We move around the back of the warehouse and I try desperately to surpress the memories of that night. I can't help but think back to how calm and relaxed me and Jay had been, as though we were invincible, like there was no way it could possibly go wrong. I guess I had sort of felt invincible until that point, that's the problem when you do this for a living. I definitely don't feel invincible anymore. The scars that cover my body are evidence of that. As we walk around to the back door, Voight whispers something to Halstead that I don't quite catch- it's about me no doubt. I don't mind too much, I know they've both got my back. I know that they care. Correction. I know that Voight cares. Halstead probably hates me right now, and I deserve it. We stop at the back door, looking at each other. We all raise our guns and wait for the signal. I try desperately to steady my shaking hands. I need to concentrate on this right now, I can deal with all the stuff in my head later. I need to focus or I'm going to be the reason someone doesn't come out of here alive.
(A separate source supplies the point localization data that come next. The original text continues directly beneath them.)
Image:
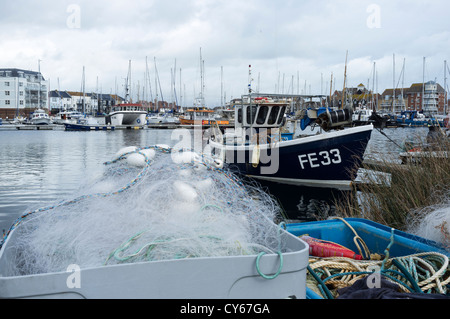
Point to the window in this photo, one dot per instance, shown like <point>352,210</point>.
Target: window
<point>262,114</point>
<point>239,115</point>
<point>251,113</point>
<point>273,115</point>
<point>281,116</point>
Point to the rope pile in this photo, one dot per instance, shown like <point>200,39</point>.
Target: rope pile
<point>427,272</point>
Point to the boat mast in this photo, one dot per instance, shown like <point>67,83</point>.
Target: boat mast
<point>39,77</point>
<point>445,88</point>
<point>423,84</point>
<point>83,90</point>
<point>393,92</point>
<point>373,87</point>
<point>345,79</point>
<point>403,83</point>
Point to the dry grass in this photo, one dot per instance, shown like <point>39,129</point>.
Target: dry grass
<point>412,186</point>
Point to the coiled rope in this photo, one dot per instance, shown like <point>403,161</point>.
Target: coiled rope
<point>426,272</point>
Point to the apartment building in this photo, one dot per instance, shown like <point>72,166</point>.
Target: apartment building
<point>21,92</point>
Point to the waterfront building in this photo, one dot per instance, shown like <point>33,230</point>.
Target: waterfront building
<point>359,97</point>
<point>22,92</point>
<point>428,97</point>
<point>71,100</point>
<point>60,101</point>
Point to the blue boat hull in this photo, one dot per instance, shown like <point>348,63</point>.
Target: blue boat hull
<point>330,159</point>
<point>376,236</point>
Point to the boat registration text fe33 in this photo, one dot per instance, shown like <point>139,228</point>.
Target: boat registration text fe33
<point>323,158</point>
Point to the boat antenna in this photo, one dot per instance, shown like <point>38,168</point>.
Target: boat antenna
<point>345,79</point>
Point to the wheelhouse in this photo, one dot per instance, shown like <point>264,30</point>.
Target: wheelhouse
<point>260,114</point>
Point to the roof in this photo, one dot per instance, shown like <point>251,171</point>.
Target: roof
<point>16,72</point>
<point>60,94</point>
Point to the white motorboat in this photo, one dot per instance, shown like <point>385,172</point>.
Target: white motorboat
<point>128,114</point>
<point>40,117</point>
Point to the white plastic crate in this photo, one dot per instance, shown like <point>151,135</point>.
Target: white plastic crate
<point>192,278</point>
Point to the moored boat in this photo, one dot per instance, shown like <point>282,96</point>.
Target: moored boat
<point>201,116</point>
<point>256,147</point>
<point>128,114</point>
<point>87,124</point>
<point>40,117</point>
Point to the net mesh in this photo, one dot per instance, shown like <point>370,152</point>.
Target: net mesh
<point>150,204</point>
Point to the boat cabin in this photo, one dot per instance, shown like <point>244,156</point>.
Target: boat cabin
<point>128,108</point>
<point>260,113</point>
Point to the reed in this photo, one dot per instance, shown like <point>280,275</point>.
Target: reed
<point>410,187</point>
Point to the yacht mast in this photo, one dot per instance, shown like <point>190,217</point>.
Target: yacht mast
<point>345,79</point>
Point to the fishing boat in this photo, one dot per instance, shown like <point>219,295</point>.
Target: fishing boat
<point>128,114</point>
<point>201,116</point>
<point>353,244</point>
<point>39,117</point>
<point>163,117</point>
<point>87,124</point>
<point>256,147</point>
<point>361,116</point>
<point>67,117</point>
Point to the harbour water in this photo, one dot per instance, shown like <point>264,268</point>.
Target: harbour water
<point>40,167</point>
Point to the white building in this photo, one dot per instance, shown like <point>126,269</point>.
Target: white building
<point>21,91</point>
<point>431,98</point>
<point>60,101</point>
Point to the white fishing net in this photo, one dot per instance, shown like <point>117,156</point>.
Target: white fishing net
<point>176,207</point>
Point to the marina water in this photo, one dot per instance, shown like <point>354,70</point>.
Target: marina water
<point>41,167</point>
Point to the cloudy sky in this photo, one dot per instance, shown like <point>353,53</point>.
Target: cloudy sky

I hear the signal over the radio and it's as though my body goes into auto pilot, thankfully. Voight breaks down the door easily, and I follow him and Halstead inside quickly. It's dimly lit inside and I can feel the water on the floor seeping in to my shoes. I squint slightly as my eyes adjust to the poor lighting. We move silently down the corridor, constantly checking over our shoulders. Now I'm in here doing it, it's easy not to think about it. It almost comes as second nature to me now. Maybe I can do this. We move further down the corridor clearing the offices and storage areas that come off it. The second one that we go in to isn't empty though. Don't think about it, just don't think about it. I tell myself. I'm much better when I don't think, when I just let my training take over. I bring my gun up, aiming it at one of the two suspects in front of me as I yell at him to drop his weapon. Thankfully he does, because I'm not sure if I could've held it together if not. I get the handcuffs on him quickly, kicking his discarded gun away from him. Halstead gets handcuffs on the other one to after a few moments wrestling him and I let out a quiet sigh of relief.